Much “hoo-ha” about mixed prayer
As much as I love my wife, I’m very happy to not sit next to her at shul. And as much as I might like other people’s wives (as people), I’m equally content to not sit with them at prayer time either. It’s bad enough that I can feel my own wife’s judgement burning at the back of my neck when my behaviour starts to stray during services, I can’t imagine being told to keep the noise down by people I’m not married to.
Which makes it difficult for me to understand the “hoo-ha” that has continued to plague the egalitarian section at the Western Wall.
The situation is so bad that this week, the Israeli government chose to ban any separations from being brought into the so-called mixed section at the Kotel. This followed an incident in which a few ultra-Orthodox members of the public attacked an American group who were celebrating Barmitzvahs and Batmitzvahs in blended company.
The behaviour of those objecting was objectionable. In the name of G-d Himself, they blew whistles and their noses to prevent the service from continuing. Some of them were no older than children themselves, which speaks volumes about lack of parenting. Considering their actions, perhaps praying under their mother’s watchful eye might have been just what they needed.

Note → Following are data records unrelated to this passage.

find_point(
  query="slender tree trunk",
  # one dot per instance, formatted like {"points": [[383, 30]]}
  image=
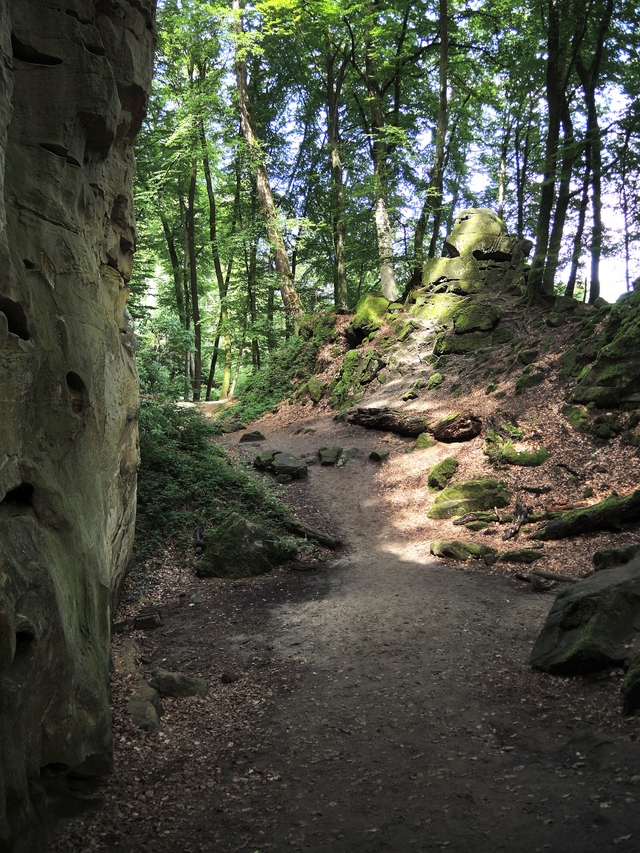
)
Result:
{"points": [[379, 156], [433, 198], [536, 275], [335, 80], [562, 203], [577, 240], [193, 282], [290, 298], [176, 266]]}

Several years ago, when this issue reared its traditional ugly head, I wrote an article for The Times of Israel in which I suggested that we have a greater chance of encouraging a person to be Shabbat observant by inviting them to dinner than by throwing stones at them. To my mind, if someone is allowed to talk to G-d in a way they’re comfortable with at the Western Wall, there’s a greater chance that conversations can be had and minds and hearts can be changed. Blowing whistles in their ears and ripping up their prayer books is unlikely to result in anything positive.
The South African community, while wholly imperfect, is an excellent example of this. For years, traditional self-identifying Orthodox Jews drove to shul on Friday night. For the most part, the rabbis chose to not focus on this but rather to reinforce the positives of them being in shul rather than anywhere else. This resulted in generations of Jews who might not have attended synagogue being comfortable and familiar with it, rather than finding it alien.
This is partly the reason that South African Jewry has experienced a massive return to observant Judaism. Had people been insulted and demeaned, the result would probably have been very different.
The issue of a mechitza isn’t without emotional complexity. Even in Orthodox synagogues, the separation often represents areas of conflict and flashpoints that illustrate the tensions that exist in the community. And whereas once again South Africa hasn’t been forced to confront these challenges as other communities around the world have, they still need to be handled with empathy and sensitivity.
And with constant adherence to what G-d would expect from us.